En effet, muni de ces renseignements, l'assureur va calculer la prime au regard du risque qu'il estime supporter.

Si l'assureur n'est pas muni de ces renseignements, il ne pourra pas évaluer avec précision le risque qu'il encourt.

La contrepartie d'un risque mal évalué est que les primes appelées seront sans lien avec celui-ci.

S'il survient alors un sinistre, la compagnie d'assurances pourra tout à fait légalement refuser de garantir au regard du fait que le contrat d'assurances est nul dans la mesure où la véritable utilisation du véhicule lui a été cachée ou partiellement indiquée.

Les conséquences peuvent alors être extrêmes pour l'assuré qui, en réalité, ne l'est pas.

Il peut même être doublement sanctionné dans la mesure où, relativement au défaut d'assurances, l'assureur peut bénéficier de la possibilité de conserver les primes acquittées.

Une affaire récemment jugée par la Cour d'Appel de Pau (CA Pau 15/10/2007 n° 3758 07) illustre parfaitement le propos.

Un jeune père de famille en instance de divorce, pourvu d'un malus conséquent, avait demandé à sa mère de faire l'acquisition d'un véhicule automobile lui demandant de l'assurer en indiquant qu'elle serait la conductrice principale et que le véhicule serait stationné à son domicile.

Cette personne a bénéficié d'un bonus de 50 %, n'ayant pas eu récemment de sinistre.

Peu de temps après, son fils, puisque c'est en réalité celui-ci qui conduisait le véhicule, a eu un accident, l'un de ses trois enfants l'accompagnant étant sérieusement blessé.

La compagnie d'assurances, à qui le sinistre a été déclaré, a refusé de le prendre en charge arguant de la fausse déclaration intentionnelle puisque, selon elle, le propriétaire et conducteur principal du véhicule était le jeune père de famille qui a fait intervenir sa mère au regard du tarif exorbitant que lui demandaient, compte tenu d'un coefficient de majoration de 1,66 % d'autres compagnies d'assurances auprès desquelles il s'était adressé.

Au surplus, les éléments du dossier ont révélé que l'autre raison de l'achat du véhicule par la mère était de faire échapper le bien au partage de la communauté qui devait suivre le divorce de l'auteur de l'accident.

La Cour d'Appel a fait droit à la demande de la compagnie d'assurances en déclarant nul le contrat, ce qui a eu pour conséquences de priver de toutes indemnisations l'auteur de l'accident.

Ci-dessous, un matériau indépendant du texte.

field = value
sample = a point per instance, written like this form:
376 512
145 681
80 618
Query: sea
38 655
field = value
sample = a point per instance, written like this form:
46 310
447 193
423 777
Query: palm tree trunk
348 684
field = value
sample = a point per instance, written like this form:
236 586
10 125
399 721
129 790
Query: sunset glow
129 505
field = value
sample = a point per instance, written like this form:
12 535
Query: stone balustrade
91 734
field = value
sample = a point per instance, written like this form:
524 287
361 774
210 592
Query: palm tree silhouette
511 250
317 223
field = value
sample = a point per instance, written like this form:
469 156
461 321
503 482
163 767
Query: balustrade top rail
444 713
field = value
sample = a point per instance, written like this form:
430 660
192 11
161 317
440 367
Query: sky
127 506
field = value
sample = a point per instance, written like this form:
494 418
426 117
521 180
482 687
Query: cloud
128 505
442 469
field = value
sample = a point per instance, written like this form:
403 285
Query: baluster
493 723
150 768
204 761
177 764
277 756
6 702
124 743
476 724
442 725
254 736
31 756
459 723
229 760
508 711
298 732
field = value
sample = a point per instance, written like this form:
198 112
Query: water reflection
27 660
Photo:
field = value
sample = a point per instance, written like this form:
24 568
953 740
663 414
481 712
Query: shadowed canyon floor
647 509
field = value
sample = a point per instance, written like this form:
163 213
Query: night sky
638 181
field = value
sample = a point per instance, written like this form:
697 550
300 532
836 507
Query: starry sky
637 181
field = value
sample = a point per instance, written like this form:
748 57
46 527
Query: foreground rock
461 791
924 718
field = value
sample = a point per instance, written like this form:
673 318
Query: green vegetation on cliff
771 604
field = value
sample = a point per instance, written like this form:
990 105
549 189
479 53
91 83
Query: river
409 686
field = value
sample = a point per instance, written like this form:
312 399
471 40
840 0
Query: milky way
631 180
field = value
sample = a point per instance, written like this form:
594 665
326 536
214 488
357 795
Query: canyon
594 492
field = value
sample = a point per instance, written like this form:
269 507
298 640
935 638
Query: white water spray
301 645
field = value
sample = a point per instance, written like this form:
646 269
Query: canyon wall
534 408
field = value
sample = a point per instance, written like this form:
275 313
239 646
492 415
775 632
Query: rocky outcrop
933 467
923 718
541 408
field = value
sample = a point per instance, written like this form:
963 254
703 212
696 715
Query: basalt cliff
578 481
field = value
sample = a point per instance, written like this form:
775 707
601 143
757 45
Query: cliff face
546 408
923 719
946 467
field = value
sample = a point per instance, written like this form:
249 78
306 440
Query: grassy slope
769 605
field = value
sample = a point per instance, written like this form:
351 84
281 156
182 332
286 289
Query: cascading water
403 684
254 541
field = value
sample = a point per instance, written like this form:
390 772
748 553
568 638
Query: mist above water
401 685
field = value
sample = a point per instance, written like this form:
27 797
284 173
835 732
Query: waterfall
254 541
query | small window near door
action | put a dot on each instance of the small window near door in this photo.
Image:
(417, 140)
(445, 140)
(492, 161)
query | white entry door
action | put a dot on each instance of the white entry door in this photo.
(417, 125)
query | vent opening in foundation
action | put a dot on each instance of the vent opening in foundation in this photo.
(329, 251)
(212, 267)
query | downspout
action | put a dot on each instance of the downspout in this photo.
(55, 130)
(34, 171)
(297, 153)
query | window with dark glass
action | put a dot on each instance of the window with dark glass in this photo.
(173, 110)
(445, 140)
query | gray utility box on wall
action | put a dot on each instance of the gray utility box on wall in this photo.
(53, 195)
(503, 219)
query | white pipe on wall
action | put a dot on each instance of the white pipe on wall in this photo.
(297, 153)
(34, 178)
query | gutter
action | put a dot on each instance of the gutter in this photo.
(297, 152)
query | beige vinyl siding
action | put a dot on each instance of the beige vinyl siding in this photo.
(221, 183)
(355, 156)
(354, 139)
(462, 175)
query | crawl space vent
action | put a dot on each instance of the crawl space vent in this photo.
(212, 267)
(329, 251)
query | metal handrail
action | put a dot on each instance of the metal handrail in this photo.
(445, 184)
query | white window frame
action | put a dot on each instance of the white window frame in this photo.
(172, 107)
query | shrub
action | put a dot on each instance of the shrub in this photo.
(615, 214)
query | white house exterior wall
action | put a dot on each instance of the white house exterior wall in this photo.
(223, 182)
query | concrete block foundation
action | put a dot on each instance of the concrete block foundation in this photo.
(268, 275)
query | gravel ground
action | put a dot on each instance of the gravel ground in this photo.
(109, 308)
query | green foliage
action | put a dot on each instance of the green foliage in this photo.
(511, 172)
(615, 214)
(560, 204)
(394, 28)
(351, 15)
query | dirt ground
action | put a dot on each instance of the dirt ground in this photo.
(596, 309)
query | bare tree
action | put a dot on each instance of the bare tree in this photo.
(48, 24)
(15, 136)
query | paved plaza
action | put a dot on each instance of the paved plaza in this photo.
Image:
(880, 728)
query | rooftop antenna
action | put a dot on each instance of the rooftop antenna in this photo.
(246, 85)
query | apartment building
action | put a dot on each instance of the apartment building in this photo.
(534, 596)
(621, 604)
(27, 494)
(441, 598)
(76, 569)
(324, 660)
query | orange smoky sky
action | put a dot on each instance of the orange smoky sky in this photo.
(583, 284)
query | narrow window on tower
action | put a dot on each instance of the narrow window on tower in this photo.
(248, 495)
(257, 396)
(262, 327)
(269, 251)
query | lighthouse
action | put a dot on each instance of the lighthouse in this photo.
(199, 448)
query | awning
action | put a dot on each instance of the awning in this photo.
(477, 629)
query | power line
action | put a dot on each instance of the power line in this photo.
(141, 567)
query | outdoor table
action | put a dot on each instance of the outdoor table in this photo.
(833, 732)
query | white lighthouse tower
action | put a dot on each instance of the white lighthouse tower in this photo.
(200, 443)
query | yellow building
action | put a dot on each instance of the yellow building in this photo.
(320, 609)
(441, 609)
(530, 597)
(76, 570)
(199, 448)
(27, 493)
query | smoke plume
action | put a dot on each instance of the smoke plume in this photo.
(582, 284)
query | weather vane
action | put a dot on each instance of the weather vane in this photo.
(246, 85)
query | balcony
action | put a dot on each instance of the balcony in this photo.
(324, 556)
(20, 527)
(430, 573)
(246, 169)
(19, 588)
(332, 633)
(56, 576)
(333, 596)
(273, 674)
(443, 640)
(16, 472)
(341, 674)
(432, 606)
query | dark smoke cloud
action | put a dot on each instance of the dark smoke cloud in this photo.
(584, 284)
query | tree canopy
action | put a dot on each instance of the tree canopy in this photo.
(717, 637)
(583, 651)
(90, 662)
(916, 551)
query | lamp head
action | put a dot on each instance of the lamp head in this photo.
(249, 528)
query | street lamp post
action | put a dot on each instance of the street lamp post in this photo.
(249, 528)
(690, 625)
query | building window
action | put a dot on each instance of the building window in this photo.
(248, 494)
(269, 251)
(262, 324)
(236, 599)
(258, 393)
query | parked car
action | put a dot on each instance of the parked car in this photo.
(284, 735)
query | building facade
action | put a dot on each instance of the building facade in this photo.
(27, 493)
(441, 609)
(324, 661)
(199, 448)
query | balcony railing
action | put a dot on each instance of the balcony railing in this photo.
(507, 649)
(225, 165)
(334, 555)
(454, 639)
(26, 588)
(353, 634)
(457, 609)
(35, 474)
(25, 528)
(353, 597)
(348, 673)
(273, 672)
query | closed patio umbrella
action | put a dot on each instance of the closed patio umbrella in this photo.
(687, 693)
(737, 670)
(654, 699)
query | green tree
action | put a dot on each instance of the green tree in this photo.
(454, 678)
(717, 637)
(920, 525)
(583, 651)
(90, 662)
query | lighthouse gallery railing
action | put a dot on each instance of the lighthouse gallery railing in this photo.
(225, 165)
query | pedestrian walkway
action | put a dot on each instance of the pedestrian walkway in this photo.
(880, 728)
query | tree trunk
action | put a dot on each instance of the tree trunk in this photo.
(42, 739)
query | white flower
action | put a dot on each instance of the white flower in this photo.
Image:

Dans sa motivation, la Cour relève que la mauvaise foi est caractérisée par des déclarations inexactes, la volonté de faire échapper au partage de la communauté le véhicule.

Elle relève encore que, lors de l'acquisition dudit véhicule, l'ancien véhicule appartenant non pas à la mère qui a acheté pour son fils mais à ce dernier a été donné en reprise.

Enfin, la Cour note que, si le véhicule avait été effectivement déclaré par son véritable utilisateur, celui-ci aurait eu à payer une cotisation de 565 € par trimestre alors que l'assuré, officiellement déclaré, à savoir sa mère, n'avait à acquitter qu'une prime de 458 € par an.

On voit, même si les conséquences peuvent apparaître rigoureuses, que c'est à juste titre que la compagnie d'assurances a, en l'espèce, obtenu satisfaction.

Il est extrêmement périlleux de ne pas déclaré totalement le risque que l'on veut voir déclarer.

Il faut s'abstenir de toute omission et ne pas hésiter à bien préciser de quelle manière le véhicule en question sera assuré.

En l'espèce, il aurait pu simplement être indiqué que le fils serait le conducteur occasionnel, ce qui aurait peut-être nécessité une majoration de la prime mais qui aurait pu éviter beaucoup d'ennuis.